Question

Why is the first ionization energy of oxygen lower than the first I.E of fluorine? (3 marks)

Answer 1

The 1st ionisation energy of oxygen is less than that of fluorine because the outer electrons experience a smaller effective nuclear charge.

Explanation:

The energy of an outer electron decreases with increasing nuclear charge `Z`.

As the nuclear charge and the number of electrons in an atom increases, account must be taken of the repulsive effect of the extra electrons as well as that of the increased nuclear charge.

To do this we replace the nuclear charge `Z` with the effective nuclear charge `Z_(eff)` which arises from the shielding effect of the other electrons.

So:

`Z_(eff)=Z-sigma`

Where `sigma` is the sum of all the shielding contributions of all the other electrons.

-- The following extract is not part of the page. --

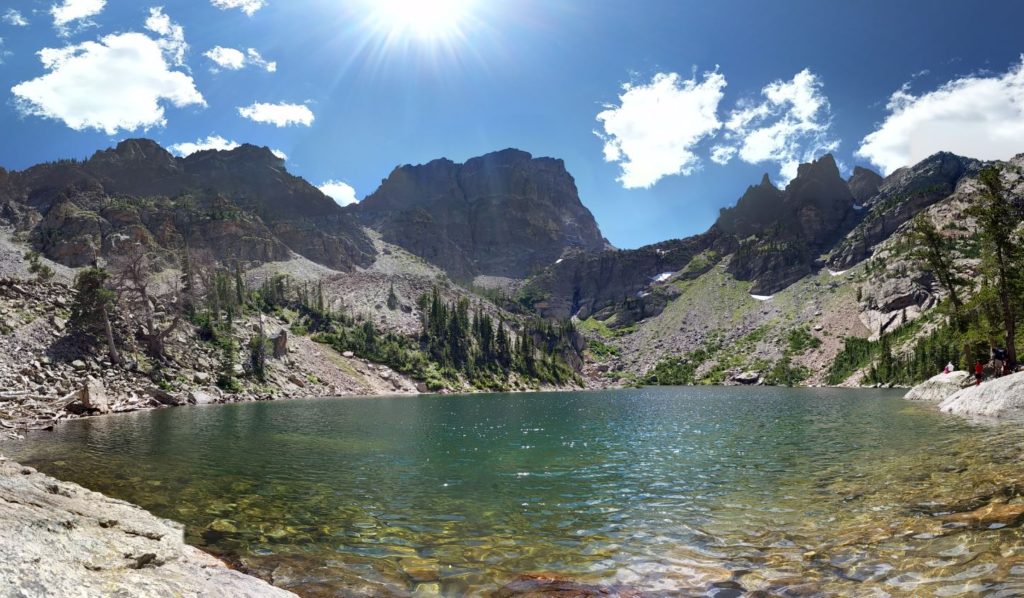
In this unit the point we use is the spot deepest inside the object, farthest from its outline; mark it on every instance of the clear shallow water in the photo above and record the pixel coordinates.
(673, 489)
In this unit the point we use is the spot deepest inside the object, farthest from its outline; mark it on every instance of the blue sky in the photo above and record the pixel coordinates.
(349, 89)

We can work this out for `O` first:

The electron structure is: `color(red)(1s^(2)color(blue)(2s^(2)2p^(4)`

It has been calculated that for the n=2 electrons in blue each electron shields by 0.35 units.

Each electron in the n=1 shell in red shields by 0.85 units.

So for an outer 2p electron:

`sigma=(5xx0.35)+(2xx0.85)=1.75+1.7=3.45`

So `Z_(eff)=8-3.45=4.55`

For `F` the electron structure is:

`color(red)(1s^(2)color(blue)(2s^(2)2p^(5)`

`sigma=(6xx0.35)+(2xx0.85)=2.1+1.7=3.8`

So `Z_(eff)=9-3.8=5.2`

This shows that the effective charge that an outer electron experiences in fluorine is greater than that of oxygen so it will take more energy to remove it.

For more details on this you can look up Slater's Rules.